Azerion Group N.V.
- Trade name: Azerion Group N.V.
- Company type: Public company
- Founded: 2013 2016
- Founders: Atilla Aytekin Umut Akpinar
- Headquarters: Boeing Avenue 30, Schiphol-Rijk, the Netherlands
- Key people: Atilla Aytekin (CEO) Umut Akpinar (CEO) Ben Davey (CFO) Joost Merks (CM&A) Sebastiaan Moesman (CRO) Julie Duong Ferat (CFO) Gönenç Tarakcioglu (CPO)
- Revenue: EURЄ 551 million (2024)
- Number of employees: approximately 1,000+ FTEs (2024)
- Website: www.azerion.com

= Azerion =

Dutch advertising and entertainment company

Azerion Group N.V., commonly known as Azerion, is a public company founded in 2013, active within Europe's online advertising and entertainment industry. Functioning primarily as a digital media platform, the company facilitates connections between advertisers and a global audience through the application of its proprietary technological solutions.

Azerion also manages a portfolio of owned content and maintains partnerships with digital publishers. The company is headquartered in Amsterdam, with offices in 28 cities, as of September 2022.

== History ==
CEOs Atilla Aytekin and Umut Akpinar met at the Turkish student association at Delft University of Technology. In 2004, they founded Triodor Software and Orange Games later the same year, later renaming it Azerion.

Founded in late 2013, Azerion commenced operations in 2014 with 45 employees initially.

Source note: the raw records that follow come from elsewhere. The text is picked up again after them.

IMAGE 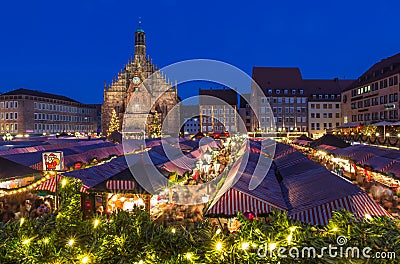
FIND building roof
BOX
[0,88,80,103]
[304,78,354,101]
[199,87,238,105]
[346,53,400,90]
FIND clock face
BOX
[132,77,140,84]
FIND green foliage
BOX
[0,183,400,263]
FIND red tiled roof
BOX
[346,53,400,90]
[199,88,238,105]
[252,67,303,93]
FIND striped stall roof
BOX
[35,175,88,193]
[106,180,135,191]
[289,191,390,225]
[207,189,280,216]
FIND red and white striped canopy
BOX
[106,180,135,191]
[206,189,282,216]
[288,192,390,225]
[35,175,88,193]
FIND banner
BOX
[42,151,64,171]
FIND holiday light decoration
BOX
[107,109,119,137]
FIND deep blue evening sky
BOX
[0,0,400,103]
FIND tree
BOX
[149,111,161,138]
[107,109,119,136]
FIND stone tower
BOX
[102,22,179,138]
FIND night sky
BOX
[0,0,400,103]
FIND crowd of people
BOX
[0,199,52,224]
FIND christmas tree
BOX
[149,111,161,138]
[107,109,119,136]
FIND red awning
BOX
[106,180,135,191]
[207,189,281,216]
[35,175,88,193]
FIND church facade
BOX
[102,23,179,138]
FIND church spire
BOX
[135,18,146,60]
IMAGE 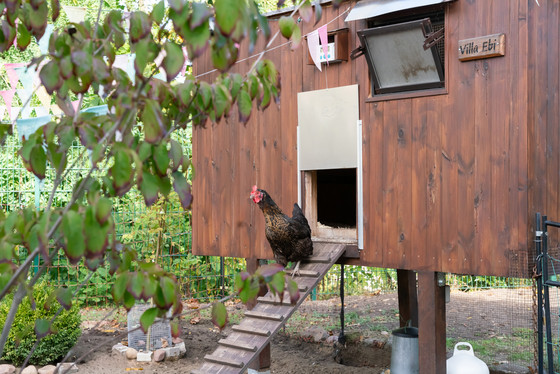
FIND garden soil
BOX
[63,289,532,374]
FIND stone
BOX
[0,364,16,374]
[154,348,165,362]
[112,343,128,355]
[37,365,56,374]
[302,326,329,343]
[164,347,182,361]
[175,342,187,356]
[124,348,138,360]
[136,351,153,362]
[56,362,78,374]
[20,365,37,374]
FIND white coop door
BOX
[298,85,363,249]
[298,85,359,170]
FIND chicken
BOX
[251,185,313,277]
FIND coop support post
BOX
[418,270,446,374]
[338,264,346,344]
[246,258,270,372]
[542,216,554,373]
[533,213,544,374]
[397,269,418,327]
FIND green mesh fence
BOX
[0,125,532,367]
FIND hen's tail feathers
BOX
[292,203,309,225]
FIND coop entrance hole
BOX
[304,168,357,242]
[317,169,356,228]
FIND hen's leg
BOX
[292,261,300,279]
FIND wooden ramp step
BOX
[191,242,346,374]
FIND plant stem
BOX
[0,282,25,357]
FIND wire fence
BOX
[0,132,540,366]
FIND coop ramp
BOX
[191,242,346,374]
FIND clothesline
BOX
[195,7,350,78]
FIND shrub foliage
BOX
[0,282,81,365]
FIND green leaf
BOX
[163,42,185,82]
[152,143,169,176]
[39,60,62,95]
[35,318,51,339]
[233,271,251,293]
[123,291,136,312]
[95,197,113,225]
[189,2,212,30]
[62,210,86,265]
[17,22,31,51]
[268,272,286,301]
[151,0,165,25]
[181,22,211,59]
[29,144,47,179]
[129,11,151,43]
[142,100,166,144]
[112,273,130,303]
[173,171,192,210]
[56,287,74,310]
[110,150,134,196]
[214,0,241,36]
[212,302,228,330]
[84,205,110,258]
[175,79,195,107]
[51,0,60,23]
[288,279,299,305]
[169,139,183,171]
[142,276,158,300]
[278,16,297,39]
[229,73,243,100]
[160,277,177,306]
[140,172,159,207]
[71,50,93,77]
[298,0,313,23]
[140,308,158,334]
[257,264,284,280]
[257,84,270,110]
[126,272,144,299]
[170,318,181,338]
[237,90,253,123]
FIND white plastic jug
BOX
[447,342,490,374]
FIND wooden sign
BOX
[459,34,506,61]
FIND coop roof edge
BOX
[344,0,456,22]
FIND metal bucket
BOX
[391,327,418,374]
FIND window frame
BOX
[358,17,445,95]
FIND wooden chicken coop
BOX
[193,0,560,373]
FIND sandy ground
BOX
[53,289,532,374]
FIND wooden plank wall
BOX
[526,1,560,258]
[193,0,560,276]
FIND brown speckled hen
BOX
[251,186,313,276]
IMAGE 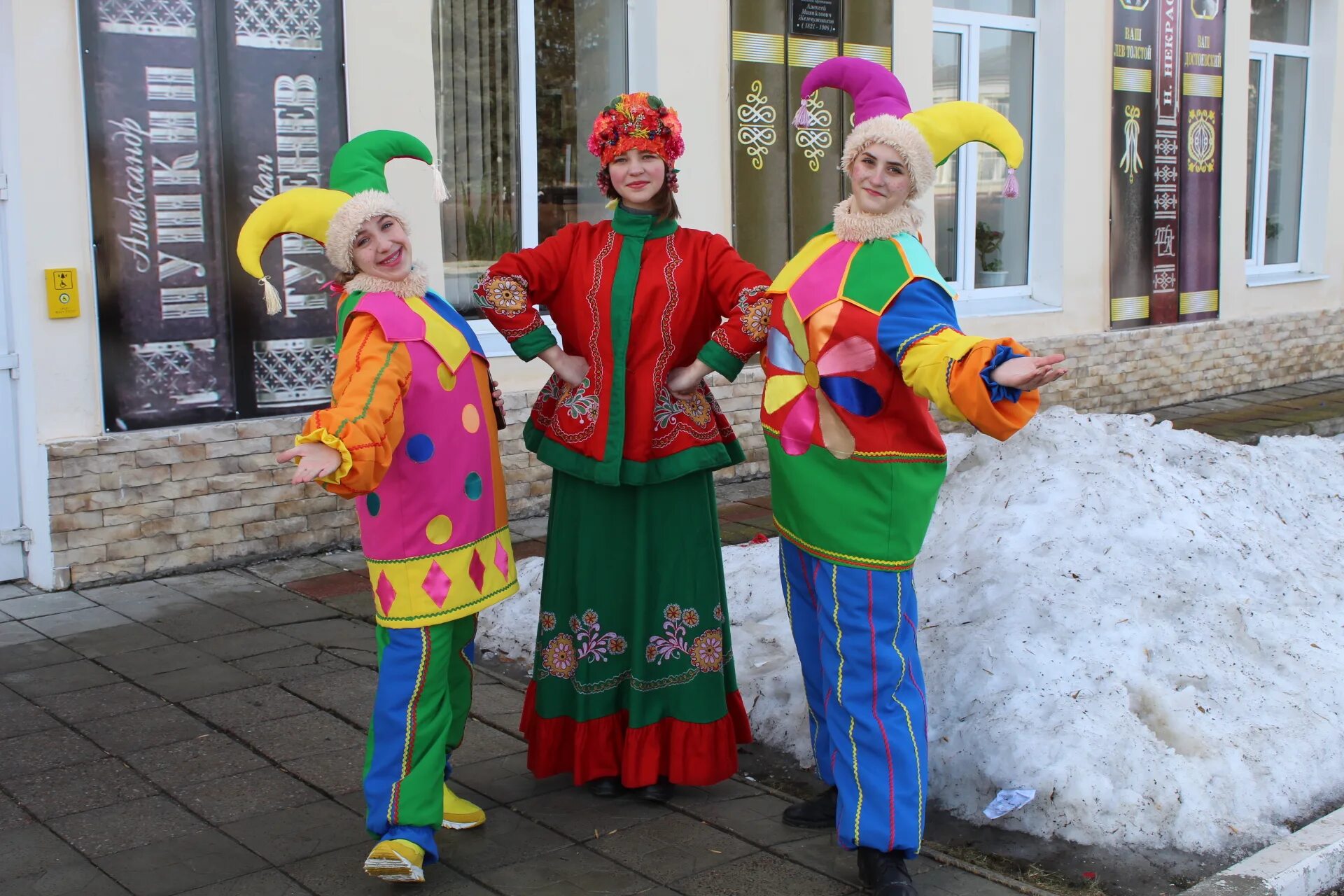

Over time, the company transitioned from its origins in social and casual games to establish itself in Europe's digital advertising and entertainment industry.

In 2016, Azerion acquired gaming platform Voidu.

Azerion became a publicly traded company listed on Euronext Amsterdam in February 2022, following a merger with EFIC1, a special-purpose acquisition company.

In 2022, Azerion became the main sponsor of the Eredivisie Vrouwen, the top Dutch women's soccer league.

In 2023, Azerion co-CEO Aytekin resigned after the Dutch Financial Market Authority launched an investigation, citing possible market manipulations. The investigation closed in March 2025, with the regulator finding no evidence of market manipulation or involvement by Azerion leaders.